# What is the line of best fit?

1733 Views

Explanation of line of best fit, interpreting the best fit line and r, and r- squared

Once we have plotted the data we collected on a scatter graph and have determined we have a linear correlation, that is the graph shows the points have a pattern that resembles a line we will want to see if we can find a line that best represents this data. We call this the best fit line.

A best fit line does not necessarily go through every point on the graph. This line is the one that minimizes the distance each point falls from it. Once we determine the equation of the best fit line we can them make predictions. This is important since we are unable to measure everything. The Calculator finds the best fit line for you. It can be done by hand. We will not go into the mathematics required to do this. For now we will use the calculator to find the best fit line.

Interpretation of the line of best fit

Suppose I found based on my height and weight study that the best fit line was y=.42x+4.

.42 is positive therefore I have an upward sloping line which means that as height increases so does a person's weight. This is a positive correlation

Suppose I want to estimate or predict the weight of a person who is 170 cm tall.  If I plug 170 in for x in the equation above I would get .42*170+4=75. Therefore I would estimate that a person 170 cm tall would weigh 75kg.

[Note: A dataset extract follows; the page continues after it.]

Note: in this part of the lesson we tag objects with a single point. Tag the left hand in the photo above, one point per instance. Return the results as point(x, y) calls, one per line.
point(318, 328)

When you use best fit lines to predict you must be very careful that you understand the context of your best fit equation. In other words understand its limitations. You cannot make predictions outside of the bounds of your data. In addition a best fit line based on past data may not be valid for today or the future.

R and R squared

Please make sure the diagnostics are turned on in your calculator so that when you do the linear regression analysis both r and r-squared come up.

r is the correlation coefficient and as we learned last week it is a measure of how well the data fits the line.  It will be negative if you have a negative correlation and positive if you have a positive correlation.  The closer it is to 1 or -1 the better fit the line is to the data. Remember, the line DOES NOT need to go through any points to be a good fit.

r-squared is the coefficient of determination. It is a measure of the percent variation your independent variable causes your dependent variable. For example if I were to be measuring hours studied per week and GPA and found them to be positively correlated with an r of .9 , r-squared would be .81.  This would mean that 81 % of the variation found in GPA can be attributed to the number of hours studied per week.

In your HW and on your final you will be asked to interpret the meaning of r-squared.